Questo cambiamento, come dicevamo, non ci spaventa e anche temi molto seri e delicati, come le ricadute occupazionali o l'utilizzo superficiale dell'intelligenza artificiale (pensiamo anche qui al tema educativo e al rischio che diventi uno strumento sostitutivo della mente umana), possono e devono essere governati.
Per quanto riguarda il tema occupazionale, negli Stati Uniti, che oggi sono sicuramente molto più avanti rispetto all'Europa dal punto di vista degli investimenti sull'intelligenza artificiale, ad oggi il saldo occupazionale è positivo. È vero, infatti, che molte professioni si andranno a ridefinire, anche a perdere, ma ce ne sono tante altre che si possono generare, se si lavora con attenzione a questo tema.
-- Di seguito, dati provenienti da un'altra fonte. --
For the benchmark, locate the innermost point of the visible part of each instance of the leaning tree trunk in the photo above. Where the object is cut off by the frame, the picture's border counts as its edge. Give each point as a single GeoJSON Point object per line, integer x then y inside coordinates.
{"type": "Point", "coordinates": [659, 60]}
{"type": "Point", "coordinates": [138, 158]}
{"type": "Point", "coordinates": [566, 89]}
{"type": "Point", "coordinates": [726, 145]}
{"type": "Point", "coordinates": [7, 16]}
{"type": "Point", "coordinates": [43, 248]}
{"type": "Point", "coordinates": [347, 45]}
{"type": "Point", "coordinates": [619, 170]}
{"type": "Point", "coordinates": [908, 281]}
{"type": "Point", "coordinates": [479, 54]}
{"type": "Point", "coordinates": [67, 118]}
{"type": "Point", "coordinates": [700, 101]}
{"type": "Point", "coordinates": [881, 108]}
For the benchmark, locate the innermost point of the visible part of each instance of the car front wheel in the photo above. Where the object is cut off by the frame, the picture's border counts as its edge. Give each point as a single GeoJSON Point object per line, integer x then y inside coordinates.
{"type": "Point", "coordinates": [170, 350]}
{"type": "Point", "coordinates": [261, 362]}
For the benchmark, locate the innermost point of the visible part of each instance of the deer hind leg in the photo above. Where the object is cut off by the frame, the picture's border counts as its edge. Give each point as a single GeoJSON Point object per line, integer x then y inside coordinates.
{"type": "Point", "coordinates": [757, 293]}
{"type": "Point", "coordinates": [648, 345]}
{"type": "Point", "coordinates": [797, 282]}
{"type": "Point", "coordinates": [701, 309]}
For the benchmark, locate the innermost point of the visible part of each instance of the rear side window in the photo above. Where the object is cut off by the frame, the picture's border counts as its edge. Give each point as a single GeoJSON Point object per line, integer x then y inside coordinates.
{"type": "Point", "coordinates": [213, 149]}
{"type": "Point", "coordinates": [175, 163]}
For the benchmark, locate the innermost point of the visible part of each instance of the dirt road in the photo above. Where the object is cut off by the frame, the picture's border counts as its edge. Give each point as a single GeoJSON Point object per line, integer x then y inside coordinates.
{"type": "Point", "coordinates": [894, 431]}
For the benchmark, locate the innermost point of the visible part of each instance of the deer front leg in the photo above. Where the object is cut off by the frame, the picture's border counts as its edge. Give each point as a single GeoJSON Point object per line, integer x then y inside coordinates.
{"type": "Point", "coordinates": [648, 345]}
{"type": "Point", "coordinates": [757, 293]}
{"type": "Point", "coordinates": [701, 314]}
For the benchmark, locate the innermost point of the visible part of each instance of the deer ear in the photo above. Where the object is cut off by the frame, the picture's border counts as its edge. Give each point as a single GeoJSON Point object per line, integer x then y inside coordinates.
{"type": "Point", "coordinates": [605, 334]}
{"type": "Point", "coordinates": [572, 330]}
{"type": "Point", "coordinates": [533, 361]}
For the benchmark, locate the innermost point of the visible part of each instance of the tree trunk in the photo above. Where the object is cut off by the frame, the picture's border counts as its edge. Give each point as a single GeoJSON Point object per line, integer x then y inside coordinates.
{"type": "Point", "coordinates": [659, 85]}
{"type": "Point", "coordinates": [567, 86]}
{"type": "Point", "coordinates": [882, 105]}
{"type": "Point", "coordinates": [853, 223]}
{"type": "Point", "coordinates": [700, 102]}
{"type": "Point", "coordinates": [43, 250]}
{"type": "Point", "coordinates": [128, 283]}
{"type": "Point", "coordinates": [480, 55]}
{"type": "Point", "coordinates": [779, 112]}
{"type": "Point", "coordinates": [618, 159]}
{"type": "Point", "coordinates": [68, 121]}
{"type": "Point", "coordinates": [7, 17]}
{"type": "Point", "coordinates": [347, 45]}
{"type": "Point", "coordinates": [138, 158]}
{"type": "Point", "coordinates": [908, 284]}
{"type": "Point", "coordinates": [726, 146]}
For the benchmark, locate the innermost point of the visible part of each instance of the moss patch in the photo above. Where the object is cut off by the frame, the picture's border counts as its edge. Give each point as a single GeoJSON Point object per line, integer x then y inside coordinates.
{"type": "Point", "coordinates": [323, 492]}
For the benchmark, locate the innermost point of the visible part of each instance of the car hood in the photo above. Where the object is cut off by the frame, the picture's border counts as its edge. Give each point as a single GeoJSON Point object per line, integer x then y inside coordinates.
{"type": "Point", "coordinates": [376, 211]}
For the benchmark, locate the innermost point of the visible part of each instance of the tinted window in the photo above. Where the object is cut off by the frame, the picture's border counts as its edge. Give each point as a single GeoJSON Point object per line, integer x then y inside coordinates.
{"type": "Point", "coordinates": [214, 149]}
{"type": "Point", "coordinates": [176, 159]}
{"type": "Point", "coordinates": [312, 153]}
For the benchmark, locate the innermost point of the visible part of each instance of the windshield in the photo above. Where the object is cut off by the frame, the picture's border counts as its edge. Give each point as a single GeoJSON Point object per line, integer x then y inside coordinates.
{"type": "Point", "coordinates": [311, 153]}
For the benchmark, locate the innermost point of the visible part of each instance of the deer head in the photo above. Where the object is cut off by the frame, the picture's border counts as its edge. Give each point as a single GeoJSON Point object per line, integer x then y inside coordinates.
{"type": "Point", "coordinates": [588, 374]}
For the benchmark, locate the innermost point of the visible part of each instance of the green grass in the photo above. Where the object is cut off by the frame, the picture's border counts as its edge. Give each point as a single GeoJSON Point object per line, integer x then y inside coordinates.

Questo processo va quindi guidato e non subìto. Quale esempio migliore per esercitare e riconquistare la sovranità della politica? La sfida è rimettere insieme il nomos e la paideia, le regole giuridiche e la formazione dei cittadini, sviluppare consapevolezza nella società ed orientarsi in questo continuo mutamento. Insomma, l'intelligenza artificiale deve essere al servizio dell'intelligenza umana e non il contrario. (Applausi).
Come dicevamo, è una sfida anche etica, perché l'attualità ci porta brutalmente all'attenzione casi come quelli del giovane sedicenne che si è suicidato negli Stati Uniti probabilmente dopo un contraddittorio, un confronto con l'intelligenza artificiale, o anche casi di violenti omicidi politici come quello di Charlie Kirk, che potrebbero essere stati indotti da false informazioni attinte all'intelligenza artificiale e alla rete, così come molti altri casi. Del resto, il nostro presidente del Consiglio Giorgia Meloni ha dato un segnale chiaro a tutto il mondo sull'importanza di questi temi, invitando per la prima volta un Pontefice al G7 per parlare proprio di intelligenza artificiale.
Insomma, l'intelligenza artificiale deve essere uno strumento per migliorare la vita e il benessere del genere umano. In questo senso ci aiuta - e vado a concludere, signor Presidente - una nota citazione di Immanuel Kant che dice: «Agisci in modo da trattare l'umanità, sia nella tua persona sia in quella di ogni altro, sempre come fine e mai come mezzo.». L'intelligenza artificiale deve cioè essere un mezzo sicuramente importante, ma la persona umana, la sua dignità, la sua unicità deve essere e sempre sarà un fine.
Per questo dichiaro il voto favorevole del mio Gruppo sul provvedimento in esame. (Applausi).
PRESIDENTE. Ai sensi dell'articolo 120, comma 3, del Regolamento, indìco la votazione nominale con scrutinio simultaneo del disegno di legge, nel suo complesso.
(Segue la votazione).
Il Senato approva. (v. Allegato B). (Applausi).